Today in AI: OpenAI’s developer tools, Meta’s glasses, and Claude’s new trick
đź‘‹ Hello hello,
Today’s AI headlines aren’t about fancy benchmarks — they’re about ecosystem building, platform strategy, and tangible product shifts that will shape how you use AI this week.
OpenAI just opened the door for developers to submit apps that run inside ChatGPT. Google’s CEO revealed what the company really thought when ChatGPT launched before its own AI chatbot.
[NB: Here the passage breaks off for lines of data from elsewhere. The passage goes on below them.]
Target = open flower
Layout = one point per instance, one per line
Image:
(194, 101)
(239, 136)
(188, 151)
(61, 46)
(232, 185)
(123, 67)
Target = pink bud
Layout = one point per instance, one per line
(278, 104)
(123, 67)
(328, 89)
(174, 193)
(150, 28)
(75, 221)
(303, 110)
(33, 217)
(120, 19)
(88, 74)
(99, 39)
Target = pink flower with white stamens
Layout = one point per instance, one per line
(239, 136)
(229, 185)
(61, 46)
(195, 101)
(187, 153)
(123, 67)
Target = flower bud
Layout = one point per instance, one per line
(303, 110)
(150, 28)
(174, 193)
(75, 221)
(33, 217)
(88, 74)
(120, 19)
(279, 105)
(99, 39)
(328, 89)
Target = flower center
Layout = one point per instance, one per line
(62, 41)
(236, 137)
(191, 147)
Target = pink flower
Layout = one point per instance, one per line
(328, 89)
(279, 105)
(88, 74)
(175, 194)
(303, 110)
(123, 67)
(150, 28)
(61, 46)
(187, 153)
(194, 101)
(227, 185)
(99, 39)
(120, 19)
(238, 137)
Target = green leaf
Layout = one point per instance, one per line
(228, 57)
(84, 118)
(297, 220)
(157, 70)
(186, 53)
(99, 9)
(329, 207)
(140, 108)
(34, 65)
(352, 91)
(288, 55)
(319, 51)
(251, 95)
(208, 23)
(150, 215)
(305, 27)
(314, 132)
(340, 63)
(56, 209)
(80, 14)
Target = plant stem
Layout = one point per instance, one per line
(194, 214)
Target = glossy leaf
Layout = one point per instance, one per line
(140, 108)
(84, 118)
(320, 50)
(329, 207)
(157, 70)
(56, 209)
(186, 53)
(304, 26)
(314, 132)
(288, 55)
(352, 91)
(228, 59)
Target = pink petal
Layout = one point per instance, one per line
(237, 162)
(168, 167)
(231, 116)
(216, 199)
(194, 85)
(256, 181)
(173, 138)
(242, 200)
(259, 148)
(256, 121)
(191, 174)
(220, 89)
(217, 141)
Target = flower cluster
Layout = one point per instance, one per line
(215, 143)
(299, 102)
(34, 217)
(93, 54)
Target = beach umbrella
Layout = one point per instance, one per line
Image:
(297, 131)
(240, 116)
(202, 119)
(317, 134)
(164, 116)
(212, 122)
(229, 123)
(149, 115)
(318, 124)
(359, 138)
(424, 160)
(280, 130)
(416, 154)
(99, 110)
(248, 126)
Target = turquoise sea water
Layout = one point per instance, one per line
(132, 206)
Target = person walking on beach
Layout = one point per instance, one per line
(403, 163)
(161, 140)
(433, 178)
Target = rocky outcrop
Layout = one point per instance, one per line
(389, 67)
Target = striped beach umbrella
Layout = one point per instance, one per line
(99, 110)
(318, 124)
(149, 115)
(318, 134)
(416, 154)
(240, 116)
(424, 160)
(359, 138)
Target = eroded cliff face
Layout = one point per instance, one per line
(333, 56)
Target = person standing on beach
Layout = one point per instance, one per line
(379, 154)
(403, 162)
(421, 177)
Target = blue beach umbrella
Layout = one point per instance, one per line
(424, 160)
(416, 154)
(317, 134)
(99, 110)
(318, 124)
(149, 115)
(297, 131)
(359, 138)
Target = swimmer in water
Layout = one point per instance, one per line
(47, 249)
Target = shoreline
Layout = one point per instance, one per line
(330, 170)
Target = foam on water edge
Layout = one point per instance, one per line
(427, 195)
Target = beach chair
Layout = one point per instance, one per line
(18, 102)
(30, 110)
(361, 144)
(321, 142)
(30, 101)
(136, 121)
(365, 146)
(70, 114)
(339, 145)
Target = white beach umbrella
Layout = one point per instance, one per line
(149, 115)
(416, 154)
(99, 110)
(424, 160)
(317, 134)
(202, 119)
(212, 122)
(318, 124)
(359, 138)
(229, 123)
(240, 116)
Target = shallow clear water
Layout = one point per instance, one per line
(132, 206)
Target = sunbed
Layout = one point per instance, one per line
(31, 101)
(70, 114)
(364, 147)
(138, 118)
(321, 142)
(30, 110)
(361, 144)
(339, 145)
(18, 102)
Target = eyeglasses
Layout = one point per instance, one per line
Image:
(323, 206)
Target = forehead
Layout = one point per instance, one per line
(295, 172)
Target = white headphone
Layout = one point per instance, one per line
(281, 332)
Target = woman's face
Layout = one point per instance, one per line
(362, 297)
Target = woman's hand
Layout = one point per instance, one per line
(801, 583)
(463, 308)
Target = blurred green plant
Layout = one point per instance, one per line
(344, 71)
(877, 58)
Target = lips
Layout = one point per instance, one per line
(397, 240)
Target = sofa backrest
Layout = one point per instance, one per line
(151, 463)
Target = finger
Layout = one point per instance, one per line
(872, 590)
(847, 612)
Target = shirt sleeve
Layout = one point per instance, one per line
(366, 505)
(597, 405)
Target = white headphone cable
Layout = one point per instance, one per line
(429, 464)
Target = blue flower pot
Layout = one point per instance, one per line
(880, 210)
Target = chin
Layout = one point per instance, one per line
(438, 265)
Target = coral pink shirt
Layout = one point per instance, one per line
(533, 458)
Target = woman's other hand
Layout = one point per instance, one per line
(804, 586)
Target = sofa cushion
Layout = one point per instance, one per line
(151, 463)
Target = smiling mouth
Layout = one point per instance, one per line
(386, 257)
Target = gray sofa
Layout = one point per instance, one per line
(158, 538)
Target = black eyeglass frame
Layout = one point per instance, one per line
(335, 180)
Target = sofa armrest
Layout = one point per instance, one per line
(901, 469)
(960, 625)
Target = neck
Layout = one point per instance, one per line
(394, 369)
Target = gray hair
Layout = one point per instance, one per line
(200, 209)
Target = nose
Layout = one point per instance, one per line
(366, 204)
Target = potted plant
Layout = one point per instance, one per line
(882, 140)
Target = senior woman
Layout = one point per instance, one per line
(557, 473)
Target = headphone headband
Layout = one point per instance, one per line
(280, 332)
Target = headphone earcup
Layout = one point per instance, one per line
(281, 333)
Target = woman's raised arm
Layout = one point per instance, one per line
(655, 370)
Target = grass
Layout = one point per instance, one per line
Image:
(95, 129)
And Meta’s AI glasses update makes real-world conversations easier to follow in noisy environments.
Let’s get into it.
🔥🔥🔥 Three big updates
OpenAI announced that developers can officially submit apps for review and publication in the ChatGPT app directory. This means app experiences that extend conversation with real actions — like scheduling, search, or commerce workflows — can soon become discoverable right inside ChatGPT.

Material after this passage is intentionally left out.